[
Lists Home |
Date Index |
Thread Index
]
Alaric B Snell wrote:
> There are several data models (and, hence, equivelance tests) in circulation
> for XML - but every application uses at least one of them... Anyone using XSLT
> will be looking at the XPath tree model; likewise, CSS users will be looking
> at something similar. Application developers will be looking at DOM or SAX or
> something else.
>
> So yes, what the XML encodes is the application's problem - but without
> applications to read it, or at least the possibility of applications to read
> it, a bit of XML is just a string of bits, with no meaning or purpose...
>
> Note that I'd include being printed out on paper and read by a human as an
> application. The 'human' data model of XML will, at heart, be a woolly mix of
> SAX and DOM since one will probably look at a small snippet of a few nested
> elements on a few lines as a single tree-structure unit, but will otherwise
> read the file from top to bottom ;-)
>
> I mean, a string of bits is an encoding, although to decide 'of what' you'd
> need to (in general) hunt down where it came from and ask, unless it was an
> encoding you happened to recognise.
Having officially embraced Namespaces and the Infoset, XML years ago forfeited
its defenses against the 'abstract syntax' arguments of the ASN.1 partisans.

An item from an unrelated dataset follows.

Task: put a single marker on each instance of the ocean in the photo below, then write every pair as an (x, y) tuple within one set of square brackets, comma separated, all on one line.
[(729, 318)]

The
only meaningful way to draw a line separating XML from the abstract syntax camp
is to insist that--at the level of the parseable document--there is no
equivalence except character-by-character lexical equivalence. That is a
fundamental distinction, and one worth insisting upon for the extraordinarily
useful consequences it delivers. Now, granted, the simplest of compliant XML 1.0
parsers will make no distinction between single and double quotes delimiting
attribute values nor between various manifestations of whitespace, but accepting
such abstract equivalence is the price of compromise necessary to have an agreed
XML 1.0 Recommendation implementable in a parser. Choose stricter premises and
you will find it necessary to implement something like Simon St.Laurent's
Ripper. However, for the benefits of a global XML community and the bounty of
general-purpose tools it produces, many of us have accepted those particular
assertions of abstract equivalences which are incorporated in the XML 1.0
Recommendation. We accept them as specific, enumerated exceptions to an
otherwise prevailing rule, and as identified exceptions they in fact confirm the
existence of that rule in their absence.
Namespaces, even if we accept only the simplest argument for them as a mechanism
of disambiguation, necessarily imply that there is a level of abstract
equivalence at which lexically identical GIs must be disambiguated as belonging
to different (abstract) vocabularies, which implies the converse, that lexically
distinct GIs may in fact be understood as equivalent once it is accepted that
they are separate manifestations within different namespaces of a single
abstraction. If we embrace namespaces this abstract equivalence becomes a
fundamental rule which displaces the very different premise of XML 1.0. Likewise
the Infoset, however light an abstraction of the instance syntax its original
proponents insisted on, introduces abstraction as the general rule of which
lexically variant instances are equivalent manifestations. Reversing the
fundamental assumption of a lexically grounded XML, that abstraction is a
slippery slope on which there is no meaningful point to draw a distinction
between XML and any platonic abstract syntax such as ASN.1 and the like.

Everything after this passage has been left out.